Structural analysis of high pressure treated Bacillus subtilis spores

The aim of this study was to investigate the internal structural changes in high pressure treated Bacillus subtilis spores and to correlate these changes with results from plate counts, flow cytometry and analysis of dipicolinic acid (DPA) release. For the scanning electron microscopic (EM) evaluation, a focused ion beam sectioning method was developed and compared with transmission EMs. Based on this set of methods, a mechanism was proposed in which 150 MPa at 37 °C induces a physiological-like DPA release, followed by degradation of the cortex and the DNA-binding small acid-soluble proteins (SASPs). Sectioned spores looked like hollow spheres and were inactivated prior to outgrowth. A pressure increase to 550 MPa retarded completion of germination and a porous internal network structure was visible by scanning EM, possibly indicating the lack of SASPs degradation. Higher pressures (600–900 MPa) and temperatures (60–80 °C) may inhibit the degradation of the spore cortex.Industrial relevanceThe high pressure thermal sterilization (HPTS) process is an emerging technology to produce high quality low acid food products, which are shelf-stable at ambient temperature. However, an industrial scale process has not yet been implemented. The mechanisms suggested in this paper may help to understand the mechanisms of inactivation of bacterial spores treated with various pressure and temperature combinations. In addition, a focused ion beam milling procedure was developed that enables the analysis of internal structure changes in bacterial endospores. These three-dimensional scanning electron micrographs (EMs), which have a reasonable resolution, could allow individual spore tomography, and not only for pressure treated spores.

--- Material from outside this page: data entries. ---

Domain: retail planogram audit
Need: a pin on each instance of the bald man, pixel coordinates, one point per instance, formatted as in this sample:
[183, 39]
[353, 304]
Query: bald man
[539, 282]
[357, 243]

► A fast focused ion beam sectioning method for SEM imaging of spores was developed.
► Pressure and temperature dependent spore inactivation mechanisms were proposed.
► 150 MPa and 37 °C induce a physiological-like germination including SASP degradation.
► 550 MPa and 37 °C disable the completion of stage II of germination.
► Above 600 MPa and 60 °C, structural changes in the inner spore membrane may occur.